Very few businesses can claim to be prepared for the loss of key employees. Quite often it is an unexpected and unplanned for event that causes quite a bit of disruption to 'business as usual'.
It is quite a gut wrenching experience to see an employee you have worked with over a period of time leaving your business. Even if the parting of ways is on good terms with a period of handover, you just know that there is so much information walking out the door with your former employee and there is nothing you can do about it.
And this is only just the beginning...
While labouring through a period of being understaffed and overworked you are then faced with the task of recruiting a new employee to fill the vacant position. This is followed by the inevitable probation and training period where, hopefully the new employee comes up to speed and is able to pick up where the former employee left off.
The problem is: What exactly was it that the former employee really did? They always seemed to be busy and on the rare occasion that they were absent due to illness, there were those problems that arose that were only truly resolved when they returned and took control and ‘cleaned things up’.
There has to be a better way...
Fortunately quite a bit can be done to minimize the impact of situations like this on our business. And like most truly worthwhile solutions the steps required to complete this part of your business development does take some effort on your part.
There is an established path that you can follow to get your business in order and the benefits to you and your employees are much farther reaching than just minimizing the impact of key employees leaving you.
The following is by no means a definitive list of what is required.
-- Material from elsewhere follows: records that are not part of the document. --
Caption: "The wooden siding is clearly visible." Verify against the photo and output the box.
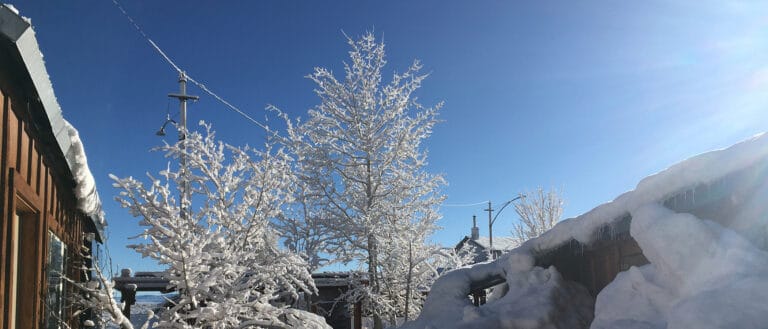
[534,228,649,298]
[0,83,89,329]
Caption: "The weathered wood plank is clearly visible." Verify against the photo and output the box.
[18,118,28,181]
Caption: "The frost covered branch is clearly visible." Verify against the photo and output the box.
[280,32,445,328]
[111,123,329,329]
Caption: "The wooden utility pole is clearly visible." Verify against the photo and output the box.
[485,194,525,260]
[485,201,494,255]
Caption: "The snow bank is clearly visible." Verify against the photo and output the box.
[63,119,105,226]
[404,132,768,329]
[592,203,768,328]
[401,254,593,329]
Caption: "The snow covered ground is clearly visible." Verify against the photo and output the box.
[403,133,768,329]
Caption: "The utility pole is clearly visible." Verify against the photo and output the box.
[485,201,494,254]
[168,71,198,220]
[485,194,526,260]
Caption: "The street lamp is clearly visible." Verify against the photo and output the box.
[155,114,177,136]
[485,193,525,258]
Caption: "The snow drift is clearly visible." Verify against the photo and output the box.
[403,133,768,329]
[591,203,768,328]
[401,253,593,329]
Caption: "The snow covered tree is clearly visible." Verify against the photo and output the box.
[283,32,445,328]
[375,228,448,324]
[111,123,330,329]
[68,252,143,329]
[512,187,564,244]
[272,151,338,272]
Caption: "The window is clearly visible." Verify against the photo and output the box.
[45,231,67,329]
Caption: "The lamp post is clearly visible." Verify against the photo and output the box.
[484,194,525,258]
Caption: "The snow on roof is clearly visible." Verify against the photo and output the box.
[405,132,768,329]
[521,132,768,254]
[0,4,105,239]
[3,3,18,15]
[472,236,519,251]
[63,120,105,225]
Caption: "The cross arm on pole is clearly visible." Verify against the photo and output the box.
[168,93,199,101]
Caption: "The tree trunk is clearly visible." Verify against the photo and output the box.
[404,241,413,323]
[368,234,384,329]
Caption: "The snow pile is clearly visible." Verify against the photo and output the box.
[63,120,105,226]
[404,132,768,329]
[401,253,593,329]
[592,203,768,328]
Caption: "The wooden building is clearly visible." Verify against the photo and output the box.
[454,223,518,264]
[0,5,105,329]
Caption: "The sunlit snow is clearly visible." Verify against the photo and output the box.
[403,132,768,329]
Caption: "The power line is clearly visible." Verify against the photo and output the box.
[186,77,269,131]
[110,0,270,132]
[442,200,488,207]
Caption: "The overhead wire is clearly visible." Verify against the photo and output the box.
[442,200,488,207]
[110,0,272,132]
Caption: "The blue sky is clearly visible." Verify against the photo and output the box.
[11,1,768,272]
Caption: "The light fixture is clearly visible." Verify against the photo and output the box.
[156,115,177,136]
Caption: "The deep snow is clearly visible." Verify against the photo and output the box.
[403,133,768,329]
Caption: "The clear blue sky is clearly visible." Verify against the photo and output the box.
[11,1,768,272]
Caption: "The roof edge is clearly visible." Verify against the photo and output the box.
[0,4,105,241]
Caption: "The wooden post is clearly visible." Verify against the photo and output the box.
[119,284,137,319]
[354,301,362,329]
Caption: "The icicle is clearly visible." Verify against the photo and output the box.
[692,186,696,205]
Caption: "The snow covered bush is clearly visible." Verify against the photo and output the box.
[280,32,445,328]
[111,123,329,329]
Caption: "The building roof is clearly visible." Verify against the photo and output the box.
[0,4,105,240]
[454,235,520,254]
[521,132,768,255]
[472,236,519,251]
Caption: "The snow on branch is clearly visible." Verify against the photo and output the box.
[110,123,329,329]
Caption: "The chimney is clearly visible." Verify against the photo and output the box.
[471,215,479,240]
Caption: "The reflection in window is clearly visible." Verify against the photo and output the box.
[45,232,67,329]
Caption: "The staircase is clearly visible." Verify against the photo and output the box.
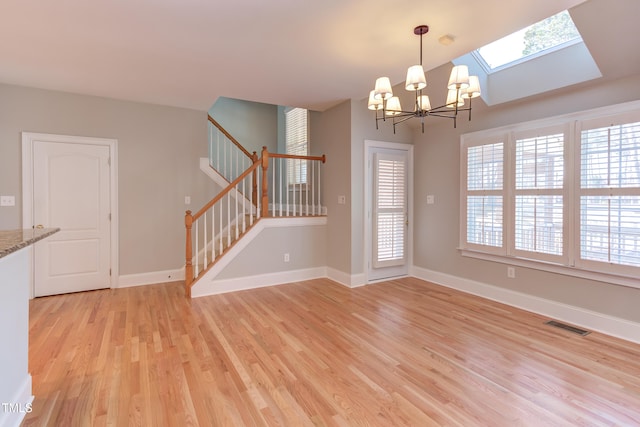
[184,116,326,297]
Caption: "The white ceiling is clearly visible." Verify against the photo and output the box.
[2,0,635,112]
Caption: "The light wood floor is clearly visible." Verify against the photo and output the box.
[23,277,640,426]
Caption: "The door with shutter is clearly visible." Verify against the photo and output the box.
[367,146,410,281]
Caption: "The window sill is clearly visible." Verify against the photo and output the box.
[459,248,640,290]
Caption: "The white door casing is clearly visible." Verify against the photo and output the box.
[365,141,413,282]
[22,133,119,297]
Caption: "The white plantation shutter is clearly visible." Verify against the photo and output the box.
[465,142,504,248]
[285,108,308,184]
[579,119,640,269]
[460,103,640,284]
[373,153,407,268]
[513,131,565,258]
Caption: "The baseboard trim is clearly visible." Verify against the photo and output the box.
[191,267,327,298]
[0,375,33,427]
[118,268,185,288]
[326,268,366,288]
[412,266,640,344]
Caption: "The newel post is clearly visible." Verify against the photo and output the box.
[251,151,258,206]
[261,146,269,218]
[184,210,193,297]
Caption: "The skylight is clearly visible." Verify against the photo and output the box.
[476,10,582,71]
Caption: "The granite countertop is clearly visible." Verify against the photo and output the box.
[0,228,60,259]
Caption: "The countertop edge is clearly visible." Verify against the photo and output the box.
[0,228,61,259]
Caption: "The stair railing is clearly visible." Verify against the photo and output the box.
[208,115,256,183]
[267,152,327,217]
[185,146,326,297]
[185,159,261,297]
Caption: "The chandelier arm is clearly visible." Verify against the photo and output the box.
[375,110,420,124]
[427,103,472,114]
[425,112,457,120]
[394,115,419,125]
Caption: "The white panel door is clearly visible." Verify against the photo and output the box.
[369,148,409,281]
[33,141,111,296]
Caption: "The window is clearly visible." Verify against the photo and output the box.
[465,141,504,250]
[461,102,640,286]
[513,129,565,260]
[285,107,308,185]
[578,117,640,273]
[454,9,599,107]
[475,10,581,71]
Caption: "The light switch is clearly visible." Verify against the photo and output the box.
[0,196,15,207]
[426,195,435,205]
[184,196,191,205]
[338,195,346,205]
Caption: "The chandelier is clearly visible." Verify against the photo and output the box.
[368,25,481,133]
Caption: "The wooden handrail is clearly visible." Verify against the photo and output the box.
[186,145,328,296]
[192,159,261,221]
[270,153,326,163]
[208,115,254,159]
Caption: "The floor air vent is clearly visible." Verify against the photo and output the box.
[545,320,591,336]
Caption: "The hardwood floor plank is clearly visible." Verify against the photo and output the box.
[23,277,640,426]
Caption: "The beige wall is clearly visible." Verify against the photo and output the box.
[0,83,214,275]
[412,72,640,323]
[309,101,352,275]
[216,224,327,279]
[209,97,278,155]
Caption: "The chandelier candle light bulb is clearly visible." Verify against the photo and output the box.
[367,24,480,133]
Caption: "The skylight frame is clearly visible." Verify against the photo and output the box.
[472,37,584,75]
[473,10,583,74]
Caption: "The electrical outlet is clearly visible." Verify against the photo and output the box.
[184,196,191,205]
[507,266,516,279]
[338,195,346,205]
[0,195,15,207]
[426,195,435,205]
[284,253,290,262]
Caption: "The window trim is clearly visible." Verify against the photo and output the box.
[459,100,640,290]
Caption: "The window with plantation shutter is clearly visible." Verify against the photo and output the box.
[464,141,504,250]
[285,108,308,185]
[579,119,640,270]
[373,152,407,268]
[514,130,565,259]
[460,102,640,288]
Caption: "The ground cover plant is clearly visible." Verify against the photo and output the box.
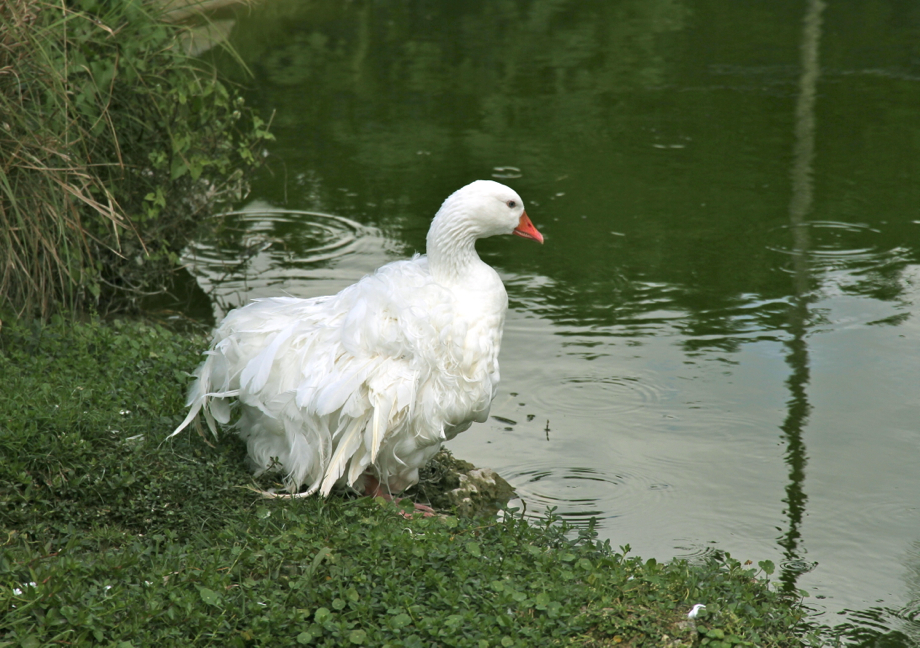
[0,317,816,646]
[0,0,271,318]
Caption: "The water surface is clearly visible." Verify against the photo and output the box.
[180,1,920,642]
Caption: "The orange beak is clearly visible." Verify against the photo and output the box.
[512,211,544,244]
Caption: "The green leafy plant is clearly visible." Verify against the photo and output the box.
[0,317,816,646]
[0,0,272,318]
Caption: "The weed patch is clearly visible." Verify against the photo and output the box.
[0,318,815,646]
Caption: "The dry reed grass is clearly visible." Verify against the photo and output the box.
[1,0,133,316]
[0,0,268,318]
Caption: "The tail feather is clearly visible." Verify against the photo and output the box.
[240,324,296,393]
[167,352,238,440]
[320,416,365,496]
[203,406,218,437]
[168,399,204,439]
[369,395,392,463]
[347,445,371,489]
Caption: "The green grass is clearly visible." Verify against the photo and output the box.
[0,317,816,647]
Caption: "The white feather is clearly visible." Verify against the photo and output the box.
[320,416,365,496]
[170,180,541,497]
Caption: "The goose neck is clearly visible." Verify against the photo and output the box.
[426,215,481,284]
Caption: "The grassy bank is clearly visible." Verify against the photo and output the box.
[0,317,814,647]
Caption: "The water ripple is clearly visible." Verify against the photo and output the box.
[188,207,373,267]
[529,372,670,416]
[766,220,898,272]
[183,202,391,315]
[504,463,674,528]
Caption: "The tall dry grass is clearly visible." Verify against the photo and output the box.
[0,0,270,318]
[1,1,130,316]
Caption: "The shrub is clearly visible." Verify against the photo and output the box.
[0,0,272,318]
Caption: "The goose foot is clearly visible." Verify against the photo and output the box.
[365,475,435,517]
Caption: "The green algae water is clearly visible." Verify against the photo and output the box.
[176,1,920,643]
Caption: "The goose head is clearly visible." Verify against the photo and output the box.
[429,180,544,245]
[425,180,543,284]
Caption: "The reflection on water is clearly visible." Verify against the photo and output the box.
[833,604,920,647]
[180,0,920,643]
[775,0,823,596]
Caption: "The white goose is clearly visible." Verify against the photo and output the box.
[170,180,543,509]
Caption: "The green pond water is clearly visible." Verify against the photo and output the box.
[178,0,920,643]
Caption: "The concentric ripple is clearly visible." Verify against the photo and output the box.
[528,372,669,416]
[766,220,893,272]
[183,201,390,316]
[503,464,674,528]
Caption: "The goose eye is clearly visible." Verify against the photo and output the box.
[506,200,517,208]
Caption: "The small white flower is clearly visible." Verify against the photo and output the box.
[688,603,706,619]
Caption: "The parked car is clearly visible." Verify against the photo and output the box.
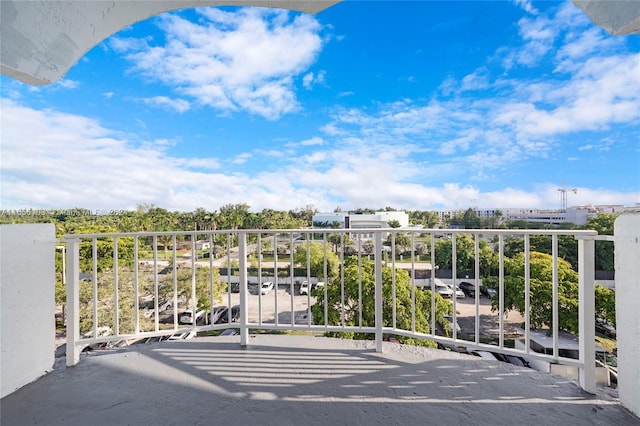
[595,318,616,339]
[142,299,173,318]
[210,306,229,324]
[480,286,497,298]
[220,328,239,336]
[435,283,453,298]
[448,284,465,298]
[179,310,206,325]
[212,305,240,324]
[299,280,310,295]
[261,281,274,295]
[458,281,476,298]
[444,314,462,334]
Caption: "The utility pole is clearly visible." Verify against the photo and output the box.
[558,187,577,212]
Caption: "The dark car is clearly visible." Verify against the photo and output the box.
[211,305,241,324]
[480,286,497,298]
[458,281,476,298]
[595,319,616,339]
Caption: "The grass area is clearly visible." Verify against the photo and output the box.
[595,335,617,353]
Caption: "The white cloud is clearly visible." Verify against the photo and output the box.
[232,153,252,164]
[336,91,354,98]
[56,79,80,89]
[175,157,221,170]
[140,96,191,113]
[493,54,640,137]
[2,3,638,214]
[302,70,326,90]
[110,7,324,120]
[300,136,324,146]
[513,0,538,15]
[459,67,490,92]
[2,96,637,212]
[554,27,620,72]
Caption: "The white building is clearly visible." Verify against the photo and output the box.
[433,205,630,227]
[312,211,410,229]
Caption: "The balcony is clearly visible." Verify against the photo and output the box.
[1,223,639,424]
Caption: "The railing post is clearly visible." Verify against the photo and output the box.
[238,232,249,347]
[65,238,80,367]
[578,236,596,394]
[375,232,383,353]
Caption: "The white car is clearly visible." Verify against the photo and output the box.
[260,281,274,295]
[444,314,462,334]
[435,283,453,298]
[448,284,465,298]
[299,281,310,295]
[179,310,205,325]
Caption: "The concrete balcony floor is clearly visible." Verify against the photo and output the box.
[2,335,637,426]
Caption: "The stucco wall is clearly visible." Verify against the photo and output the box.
[0,224,56,398]
[614,213,640,417]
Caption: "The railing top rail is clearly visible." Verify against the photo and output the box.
[61,228,600,239]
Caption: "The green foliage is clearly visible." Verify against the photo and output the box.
[388,233,412,254]
[168,266,225,313]
[79,236,137,273]
[595,284,616,326]
[434,234,475,271]
[503,235,578,269]
[407,210,440,228]
[79,268,153,334]
[294,241,340,281]
[387,220,401,228]
[311,257,452,346]
[493,252,580,333]
[582,213,617,271]
[77,265,225,334]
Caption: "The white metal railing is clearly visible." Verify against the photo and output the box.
[63,228,599,393]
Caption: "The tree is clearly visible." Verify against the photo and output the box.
[293,241,340,282]
[168,266,225,315]
[434,234,475,272]
[503,234,578,269]
[220,203,250,229]
[388,233,411,255]
[387,220,401,228]
[493,252,580,333]
[595,284,616,326]
[310,257,453,346]
[362,240,375,255]
[327,233,353,254]
[78,268,154,334]
[582,213,618,271]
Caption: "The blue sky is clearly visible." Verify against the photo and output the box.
[1,0,639,213]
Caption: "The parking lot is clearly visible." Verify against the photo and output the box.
[216,285,315,324]
[200,284,523,339]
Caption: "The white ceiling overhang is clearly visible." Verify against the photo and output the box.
[573,0,640,35]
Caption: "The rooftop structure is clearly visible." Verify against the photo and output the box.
[1,334,636,426]
[313,211,410,229]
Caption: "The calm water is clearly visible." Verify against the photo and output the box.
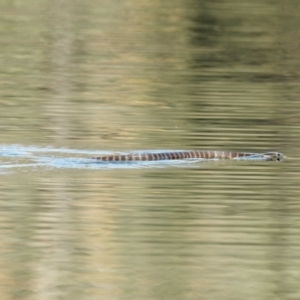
[0,1,300,299]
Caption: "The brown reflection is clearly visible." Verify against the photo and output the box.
[44,0,76,143]
[186,0,284,153]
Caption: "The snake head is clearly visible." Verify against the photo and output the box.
[263,152,285,162]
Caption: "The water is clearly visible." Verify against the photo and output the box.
[0,1,299,299]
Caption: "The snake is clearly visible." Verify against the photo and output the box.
[92,151,285,162]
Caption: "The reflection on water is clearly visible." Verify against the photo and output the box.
[0,0,299,299]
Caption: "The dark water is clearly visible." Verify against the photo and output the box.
[0,1,300,299]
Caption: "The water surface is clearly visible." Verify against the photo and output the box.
[0,1,299,300]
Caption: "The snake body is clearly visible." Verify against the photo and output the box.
[92,151,284,162]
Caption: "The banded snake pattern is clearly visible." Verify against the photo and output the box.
[92,151,285,162]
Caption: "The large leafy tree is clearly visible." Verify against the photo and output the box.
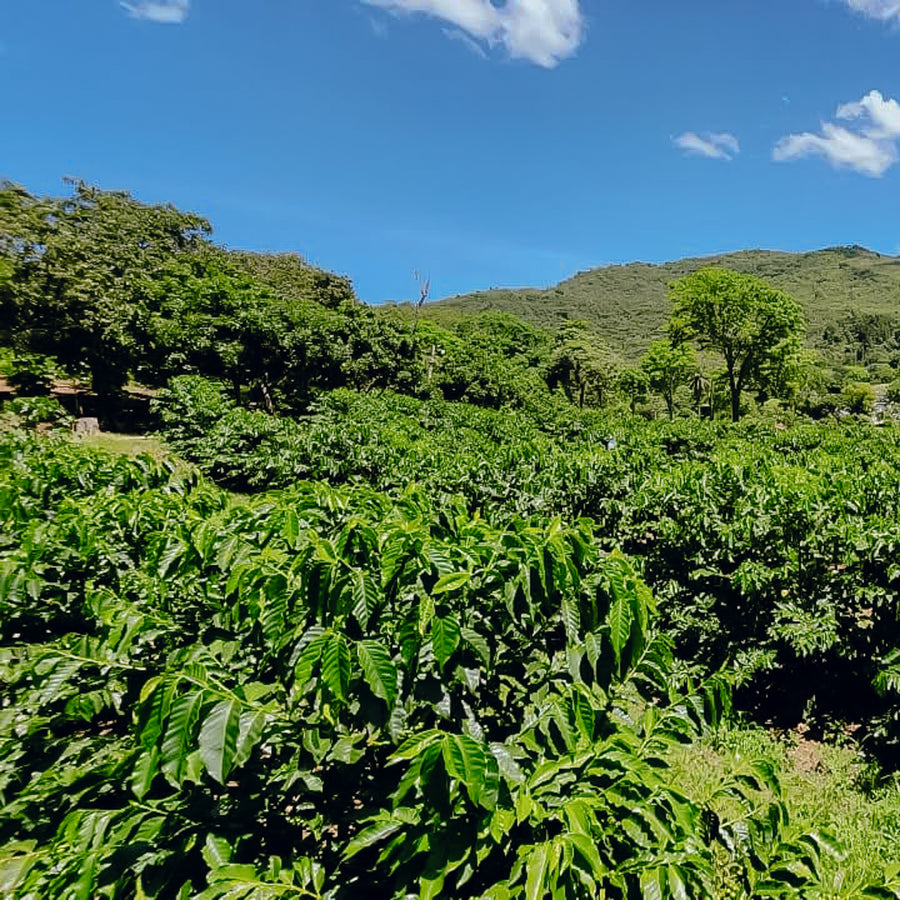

But it does give you some idea of the steps required.
1) Create a flexible forward thinking Organization Chart defining the positions you require in your business.
2) Determine what the responsibilities are for the positions in your business.
3) Assign Employees to relevent positions in the Business.
4) Document key information that is critical to your business and make it available to your employees.
5) Work with your employees to define what it is they do, how they do it and most importantly how it could be done better.
6) Record, optimize then implement the business systems you have identified.
7) Assign the business systems to the relevant positions and monitor their use.
By consistently following these steps for all positions in your business you will insulate yourself from some of the problems that occur when key employees leave your business.